Litigation involving claims brought under non-damage denial of access wordings, which are due to come to court in October and November, also follow the pattern of delay. The cases are a re-run of the 2022 Corbin & King Ltd v Axa High Court judgement, which found in favour of the policyholder.

Insurers are now looking to higher courts for greater clarity on the application of both denial of access and ‘at the premises’ clauses, according to Grant.

“While AXA did not appeal [in Corbin & King], other insurers say they are not bound by the judgment. Liberty Mutual, in particular, is not paying out following Corbin & King, and we have a number of much larger corporate entities [in the hospitality and retail sectors] pursuing claims against Liberty, looking for a ruling that applies the Corbin and King analysis,” she said.

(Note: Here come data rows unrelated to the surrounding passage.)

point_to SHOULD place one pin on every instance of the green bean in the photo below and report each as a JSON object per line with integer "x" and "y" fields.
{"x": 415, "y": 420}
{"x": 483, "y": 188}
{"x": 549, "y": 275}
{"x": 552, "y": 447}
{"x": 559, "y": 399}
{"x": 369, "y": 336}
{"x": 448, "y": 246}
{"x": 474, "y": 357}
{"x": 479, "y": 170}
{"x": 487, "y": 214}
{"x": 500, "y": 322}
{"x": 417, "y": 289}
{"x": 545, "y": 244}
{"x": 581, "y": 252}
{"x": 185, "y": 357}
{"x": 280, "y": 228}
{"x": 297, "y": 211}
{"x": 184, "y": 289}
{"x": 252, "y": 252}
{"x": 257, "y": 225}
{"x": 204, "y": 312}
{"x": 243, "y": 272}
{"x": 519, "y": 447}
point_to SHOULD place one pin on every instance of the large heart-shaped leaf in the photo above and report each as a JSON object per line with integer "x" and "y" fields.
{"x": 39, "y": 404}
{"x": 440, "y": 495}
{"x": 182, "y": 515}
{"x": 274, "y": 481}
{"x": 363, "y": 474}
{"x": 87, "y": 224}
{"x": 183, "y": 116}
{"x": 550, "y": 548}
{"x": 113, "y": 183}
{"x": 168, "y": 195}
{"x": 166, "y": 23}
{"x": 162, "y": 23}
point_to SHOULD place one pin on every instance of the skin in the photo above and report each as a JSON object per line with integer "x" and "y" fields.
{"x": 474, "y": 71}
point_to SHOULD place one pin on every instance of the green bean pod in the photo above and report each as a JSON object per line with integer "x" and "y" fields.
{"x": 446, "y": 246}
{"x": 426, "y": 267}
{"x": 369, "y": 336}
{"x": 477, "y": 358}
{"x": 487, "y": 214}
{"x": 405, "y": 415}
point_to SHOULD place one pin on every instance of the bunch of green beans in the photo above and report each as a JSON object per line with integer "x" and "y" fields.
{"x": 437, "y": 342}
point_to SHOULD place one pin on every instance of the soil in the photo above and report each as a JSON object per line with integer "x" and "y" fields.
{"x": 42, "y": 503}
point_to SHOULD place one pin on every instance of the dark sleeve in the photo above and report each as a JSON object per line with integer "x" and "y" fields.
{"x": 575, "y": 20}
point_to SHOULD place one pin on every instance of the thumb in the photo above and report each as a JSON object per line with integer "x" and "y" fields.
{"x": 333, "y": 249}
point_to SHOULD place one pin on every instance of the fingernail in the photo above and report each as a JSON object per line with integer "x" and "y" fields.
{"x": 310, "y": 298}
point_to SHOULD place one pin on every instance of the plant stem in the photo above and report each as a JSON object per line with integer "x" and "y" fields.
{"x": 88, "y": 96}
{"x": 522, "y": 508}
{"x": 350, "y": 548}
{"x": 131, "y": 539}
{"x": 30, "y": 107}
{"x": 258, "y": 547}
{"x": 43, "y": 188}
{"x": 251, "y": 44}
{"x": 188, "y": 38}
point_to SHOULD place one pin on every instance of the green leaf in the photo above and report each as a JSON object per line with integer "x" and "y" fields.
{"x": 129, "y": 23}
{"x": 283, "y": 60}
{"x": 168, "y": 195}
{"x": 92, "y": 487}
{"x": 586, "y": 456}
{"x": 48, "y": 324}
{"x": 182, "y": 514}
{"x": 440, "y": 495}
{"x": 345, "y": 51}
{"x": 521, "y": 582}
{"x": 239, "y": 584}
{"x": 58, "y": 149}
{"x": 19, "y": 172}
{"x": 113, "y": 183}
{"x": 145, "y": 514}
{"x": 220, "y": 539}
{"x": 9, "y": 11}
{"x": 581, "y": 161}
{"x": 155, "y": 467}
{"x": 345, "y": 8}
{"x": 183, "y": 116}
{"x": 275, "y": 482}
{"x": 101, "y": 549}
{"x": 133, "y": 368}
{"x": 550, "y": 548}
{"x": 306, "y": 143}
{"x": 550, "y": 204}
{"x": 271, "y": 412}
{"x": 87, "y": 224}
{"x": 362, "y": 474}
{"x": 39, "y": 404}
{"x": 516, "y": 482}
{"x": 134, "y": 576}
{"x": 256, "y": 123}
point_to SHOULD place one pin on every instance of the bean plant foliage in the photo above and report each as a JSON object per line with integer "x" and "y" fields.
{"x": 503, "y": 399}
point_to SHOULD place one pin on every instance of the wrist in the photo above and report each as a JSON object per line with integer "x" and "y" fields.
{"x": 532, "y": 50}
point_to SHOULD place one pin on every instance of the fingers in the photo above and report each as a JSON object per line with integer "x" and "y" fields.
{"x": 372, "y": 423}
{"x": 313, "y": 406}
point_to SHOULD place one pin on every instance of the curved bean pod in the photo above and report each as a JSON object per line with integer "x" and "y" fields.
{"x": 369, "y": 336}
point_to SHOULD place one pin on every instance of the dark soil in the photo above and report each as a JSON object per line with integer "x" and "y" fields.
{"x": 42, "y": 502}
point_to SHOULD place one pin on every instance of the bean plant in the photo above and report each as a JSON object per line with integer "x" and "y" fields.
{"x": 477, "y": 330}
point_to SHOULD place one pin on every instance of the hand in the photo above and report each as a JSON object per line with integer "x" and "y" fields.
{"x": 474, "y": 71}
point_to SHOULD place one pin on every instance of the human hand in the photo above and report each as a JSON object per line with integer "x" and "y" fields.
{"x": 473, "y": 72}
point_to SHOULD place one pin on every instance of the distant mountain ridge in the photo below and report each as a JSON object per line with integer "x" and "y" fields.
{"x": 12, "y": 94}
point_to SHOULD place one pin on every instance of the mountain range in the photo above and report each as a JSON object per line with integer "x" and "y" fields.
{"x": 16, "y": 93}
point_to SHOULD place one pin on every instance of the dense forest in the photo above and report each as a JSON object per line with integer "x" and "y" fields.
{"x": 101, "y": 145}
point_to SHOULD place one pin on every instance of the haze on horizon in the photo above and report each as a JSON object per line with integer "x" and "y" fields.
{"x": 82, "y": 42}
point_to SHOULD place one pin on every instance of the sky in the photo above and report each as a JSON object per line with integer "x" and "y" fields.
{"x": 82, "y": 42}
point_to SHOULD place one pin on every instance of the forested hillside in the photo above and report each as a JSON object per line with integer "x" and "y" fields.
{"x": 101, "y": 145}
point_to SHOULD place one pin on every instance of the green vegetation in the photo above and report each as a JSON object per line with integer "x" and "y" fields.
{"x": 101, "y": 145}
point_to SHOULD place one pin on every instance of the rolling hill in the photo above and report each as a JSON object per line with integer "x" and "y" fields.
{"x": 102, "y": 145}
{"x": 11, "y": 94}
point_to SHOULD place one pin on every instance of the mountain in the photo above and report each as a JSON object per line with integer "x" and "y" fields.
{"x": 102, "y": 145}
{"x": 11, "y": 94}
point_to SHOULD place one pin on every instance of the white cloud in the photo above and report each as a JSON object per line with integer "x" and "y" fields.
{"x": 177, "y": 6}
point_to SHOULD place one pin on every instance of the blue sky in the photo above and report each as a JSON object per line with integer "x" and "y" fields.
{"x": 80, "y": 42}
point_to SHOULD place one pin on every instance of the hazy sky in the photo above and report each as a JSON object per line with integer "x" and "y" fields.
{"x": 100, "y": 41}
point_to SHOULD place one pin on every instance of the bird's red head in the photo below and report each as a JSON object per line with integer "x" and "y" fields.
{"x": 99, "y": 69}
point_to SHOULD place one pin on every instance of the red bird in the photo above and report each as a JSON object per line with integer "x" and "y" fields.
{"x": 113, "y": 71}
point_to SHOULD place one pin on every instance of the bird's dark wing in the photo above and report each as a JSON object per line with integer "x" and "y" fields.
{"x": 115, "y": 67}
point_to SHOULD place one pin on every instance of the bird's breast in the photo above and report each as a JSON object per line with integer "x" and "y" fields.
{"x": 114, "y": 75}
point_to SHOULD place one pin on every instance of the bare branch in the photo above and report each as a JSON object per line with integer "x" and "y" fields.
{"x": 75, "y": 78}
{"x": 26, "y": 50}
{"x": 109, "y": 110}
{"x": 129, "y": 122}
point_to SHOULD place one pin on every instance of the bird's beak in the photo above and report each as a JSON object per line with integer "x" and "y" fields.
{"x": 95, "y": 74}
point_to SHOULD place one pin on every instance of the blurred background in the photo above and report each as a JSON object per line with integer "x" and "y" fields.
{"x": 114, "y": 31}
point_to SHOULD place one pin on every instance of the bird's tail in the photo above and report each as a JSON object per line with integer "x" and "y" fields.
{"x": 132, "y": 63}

David Pryce, managing partner at Fenchurch Law, believes insurers have missed an opportunity to step-up and fulfil their “public service” role by supporting business. He noted how Lloyd’s underwriter Cuthbert Heath famously honoured all quake and fire claims from the San Francisco earthquake in 1906, cementing Lloyd’s reputation in the US.

“The London market risks losing its pre-eminence unless it takes opportunities like Covid to show the business community it can set up,” he said.

Robin calls for more engagement from insurers to avoid disputes and delays in settling claims. “What has frustrated policyholders is that where they have waited for judicial guidance on certain issues in good faith and expected insurers to engage, there has been a movement of the goalposts,” he said.

“The only way there will be an end to this is if there is sensible engagement on both sides. The courts cannot determine every single issue. Even cases like Stonegate, they provide only the guidance needed to engage sensibly and extrapolate the findings, which is where we come up against frustration on our side,” Robin said.

The big case to watch at the end of the year is Stonegate. The Court of Appeal will consider the key issue of furlough, and whether insurers can adjust BI claims for government support. According to Pryce, taxpayer money intended to support businesses during the pandemic could result in a “windfall” for insurers if they are able to reduce payments they would otherwise have been required to make under their policies.

“As a lawyer, it is not for me to comment on government policy, but as a taxpayer I would have an issue if the outcome were that insurers get a windfall. That is not what the government intended when it used taxpayer money to help businesses. For me it is an important public policy point and I hope it goes for determination at the Court of Appeal… The [High Court] decision, while understandable in the legal sense, should be overturned as a matter of public policy,” he said.

All parties are appealing the Stonegate judgments, with an appeal hearing set for 27 November 2023. Greggs, however, recently settled its dispute with Zurich Insurance, although the terms of the settlement are confidential.

The Stonegate case also considered the key issue of aggregation – namely, whether the insurers’ interpretation of ‘occurrence’ would enable them to apply a single sub limit of liability to which all losses could be aggregated. The appeal court judgment would have a significant effect on the quantum of BI losses recoverable from insurers.

Fenchurch Law recently helped student travel company World Challenge win its case against Zurich, which had argued a £150,000 aggregation sublimit applied to £10m losses from the cancelation of thousands of school trips. “Based on the policy wordings in this case, the judge found the decision to cancel the trips was not an occurrence, and therefore there was no aggregation for the purposes of that policy,” Grant said.